The exam:- This is probably the part which most people must be waiting for. So here’s the deal with the exam, you’ll hear a lot of people saying that the exam is damn easy and easy to pass which I agree . However, it’s not that easy to get full marks in this exam. So the exam format is like this :-
-20 multiple choice questions with one or more than one.
-In order to answer these questions, you’ll be given a letter of engagement and a VPN pack with which you’ll have to connect to their network and perform a penetration test. Read the letter very carefully word for word.
The time to complete the exam is three days or 72 hours. I took me around three and a half hours to complete it with a perfect score of 20/20 , that is despite a dinner break , a high temperature and falling into a few rabbit holes with the machines. But the exam setting was so cool, something which I was already missing the moment my exam got over. Nevertheless , it was awesome:)
Few points about the exam which you should take care and not make the mistakes I made:-
-I have a very bad habit of rushing into things and getting excited about something if it’s a timed event. In that adrenaline , I ran into a silly problem early on , after which I took a step back to take a look at what was I not able to see only to find the answer staring back at me in the letter of engagement. Really felt stupid for a long time.

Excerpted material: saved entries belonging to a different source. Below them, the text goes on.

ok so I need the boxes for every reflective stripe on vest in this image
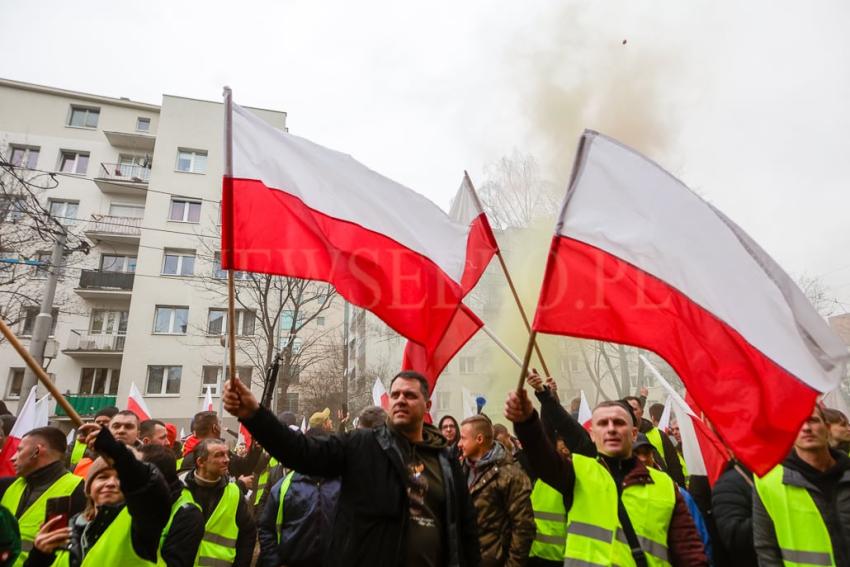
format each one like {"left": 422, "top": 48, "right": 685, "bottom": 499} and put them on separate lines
{"left": 175, "top": 457, "right": 184, "bottom": 470}
{"left": 69, "top": 440, "right": 87, "bottom": 468}
{"left": 564, "top": 454, "right": 676, "bottom": 567}
{"left": 529, "top": 479, "right": 568, "bottom": 560}
{"left": 645, "top": 428, "right": 667, "bottom": 463}
{"left": 53, "top": 507, "right": 154, "bottom": 566}
{"left": 195, "top": 482, "right": 241, "bottom": 567}
{"left": 0, "top": 472, "right": 82, "bottom": 567}
{"left": 274, "top": 471, "right": 296, "bottom": 542}
{"left": 254, "top": 457, "right": 278, "bottom": 506}
{"left": 754, "top": 464, "right": 835, "bottom": 567}
{"left": 158, "top": 489, "right": 202, "bottom": 567}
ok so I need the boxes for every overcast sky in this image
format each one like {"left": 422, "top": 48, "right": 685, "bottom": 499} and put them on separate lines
{"left": 3, "top": 0, "right": 849, "bottom": 310}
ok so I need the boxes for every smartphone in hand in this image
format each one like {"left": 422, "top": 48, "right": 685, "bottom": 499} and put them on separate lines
{"left": 44, "top": 496, "right": 72, "bottom": 530}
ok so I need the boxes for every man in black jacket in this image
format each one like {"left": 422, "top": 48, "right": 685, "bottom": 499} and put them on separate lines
{"left": 711, "top": 460, "right": 756, "bottom": 567}
{"left": 224, "top": 370, "right": 480, "bottom": 567}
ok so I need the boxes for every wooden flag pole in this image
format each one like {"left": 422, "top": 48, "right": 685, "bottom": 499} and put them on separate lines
{"left": 223, "top": 86, "right": 237, "bottom": 386}
{"left": 0, "top": 319, "right": 83, "bottom": 427}
{"left": 517, "top": 330, "right": 537, "bottom": 393}
{"left": 463, "top": 171, "right": 551, "bottom": 377}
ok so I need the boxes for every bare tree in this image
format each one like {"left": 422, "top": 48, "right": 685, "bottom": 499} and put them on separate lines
{"left": 796, "top": 274, "right": 837, "bottom": 317}
{"left": 476, "top": 150, "right": 560, "bottom": 229}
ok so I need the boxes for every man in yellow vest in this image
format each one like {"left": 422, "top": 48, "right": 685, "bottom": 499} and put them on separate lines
{"left": 506, "top": 374, "right": 708, "bottom": 566}
{"left": 251, "top": 411, "right": 295, "bottom": 517}
{"left": 753, "top": 406, "right": 850, "bottom": 566}
{"left": 184, "top": 438, "right": 255, "bottom": 567}
{"left": 624, "top": 395, "right": 686, "bottom": 487}
{"left": 0, "top": 427, "right": 85, "bottom": 566}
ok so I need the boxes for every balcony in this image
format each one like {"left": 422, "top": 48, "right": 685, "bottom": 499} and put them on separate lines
{"left": 54, "top": 395, "right": 117, "bottom": 418}
{"left": 103, "top": 130, "right": 156, "bottom": 152}
{"left": 83, "top": 214, "right": 141, "bottom": 245}
{"left": 74, "top": 269, "right": 134, "bottom": 299}
{"left": 62, "top": 331, "right": 125, "bottom": 357}
{"left": 94, "top": 162, "right": 150, "bottom": 196}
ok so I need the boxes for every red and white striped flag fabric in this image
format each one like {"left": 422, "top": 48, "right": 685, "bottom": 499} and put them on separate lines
{"left": 127, "top": 382, "right": 151, "bottom": 421}
{"left": 532, "top": 130, "right": 849, "bottom": 475}
{"left": 0, "top": 387, "right": 48, "bottom": 476}
{"left": 223, "top": 104, "right": 496, "bottom": 360}
{"left": 372, "top": 377, "right": 389, "bottom": 410}
{"left": 578, "top": 390, "right": 592, "bottom": 429}
{"left": 202, "top": 388, "right": 214, "bottom": 413}
{"left": 401, "top": 174, "right": 496, "bottom": 390}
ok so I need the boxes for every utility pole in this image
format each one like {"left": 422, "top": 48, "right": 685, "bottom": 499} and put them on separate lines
{"left": 342, "top": 300, "right": 350, "bottom": 416}
{"left": 21, "top": 231, "right": 66, "bottom": 399}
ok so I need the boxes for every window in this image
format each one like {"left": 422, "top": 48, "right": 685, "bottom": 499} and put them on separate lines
{"left": 212, "top": 253, "right": 250, "bottom": 280}
{"left": 0, "top": 195, "right": 25, "bottom": 222}
{"left": 68, "top": 106, "right": 100, "bottom": 128}
{"left": 282, "top": 392, "right": 299, "bottom": 413}
{"left": 458, "top": 356, "right": 475, "bottom": 374}
{"left": 0, "top": 251, "right": 16, "bottom": 281}
{"left": 316, "top": 316, "right": 326, "bottom": 327}
{"left": 58, "top": 151, "right": 89, "bottom": 174}
{"left": 145, "top": 366, "right": 182, "bottom": 395}
{"left": 153, "top": 306, "right": 189, "bottom": 334}
{"left": 168, "top": 198, "right": 201, "bottom": 223}
{"left": 280, "top": 310, "right": 304, "bottom": 332}
{"left": 162, "top": 249, "right": 196, "bottom": 276}
{"left": 100, "top": 254, "right": 136, "bottom": 273}
{"left": 31, "top": 252, "right": 52, "bottom": 279}
{"left": 6, "top": 368, "right": 24, "bottom": 399}
{"left": 108, "top": 204, "right": 145, "bottom": 218}
{"left": 48, "top": 200, "right": 79, "bottom": 224}
{"left": 136, "top": 117, "right": 151, "bottom": 132}
{"left": 201, "top": 366, "right": 252, "bottom": 396}
{"left": 21, "top": 307, "right": 59, "bottom": 336}
{"left": 8, "top": 145, "right": 39, "bottom": 169}
{"left": 436, "top": 391, "right": 452, "bottom": 411}
{"left": 79, "top": 368, "right": 120, "bottom": 395}
{"left": 90, "top": 310, "right": 128, "bottom": 335}
{"left": 206, "top": 308, "right": 255, "bottom": 336}
{"left": 175, "top": 149, "right": 207, "bottom": 174}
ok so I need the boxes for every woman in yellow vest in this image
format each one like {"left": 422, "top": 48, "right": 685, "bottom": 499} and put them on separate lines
{"left": 24, "top": 423, "right": 171, "bottom": 567}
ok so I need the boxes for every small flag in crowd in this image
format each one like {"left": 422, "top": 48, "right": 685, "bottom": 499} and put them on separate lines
{"left": 127, "top": 382, "right": 151, "bottom": 421}
{"left": 372, "top": 378, "right": 389, "bottom": 410}
{"left": 0, "top": 387, "right": 48, "bottom": 476}
{"left": 578, "top": 390, "right": 592, "bottom": 429}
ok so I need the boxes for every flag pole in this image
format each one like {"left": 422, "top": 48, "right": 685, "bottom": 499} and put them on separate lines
{"left": 480, "top": 325, "right": 522, "bottom": 368}
{"left": 463, "top": 171, "right": 551, "bottom": 377}
{"left": 0, "top": 319, "right": 82, "bottom": 427}
{"left": 517, "top": 330, "right": 537, "bottom": 393}
{"left": 223, "top": 86, "right": 237, "bottom": 387}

-Nothing which was not taught in the material will not come in the exam and if you’re having a connection error , the service which you’re trying to attack is not the one , keep that in mind.
-Keep a calm head, the answer will probably the first thing which you had thought of but dismissed it thinking that it would have been too easy. This is where my CTF mentality was creating a problem for me in clouding my judgement.
-Read all the questions before starting your penetration test because this gives you what to expect in the exam , like for example, if you see questions about XSS, you know there’s going to be a web server in the subnet which you have to attack. Also don’t waste your time in useless heavy nmap scans, the basic scan will suffice.
-Enjoy it because the moment you press submit, you’re really gonna miss it:)
Tips for people who want to enroll into it:-
-If you have basic knowledge, just take it, you’re really gonna enjoy it
-If you are a CTF player like me preparing for OSCP but you just wanna kill some time or add it to your resume , only then take it.
-If you are already a penetration tester, then no point in taking it.
I would like to thank elearnsecurity for this short but awesome experience. I still have around 23 hours of lab time which I plan to use it for demonstration purposes for my college workshops:)
Hope you found this writeup helpful!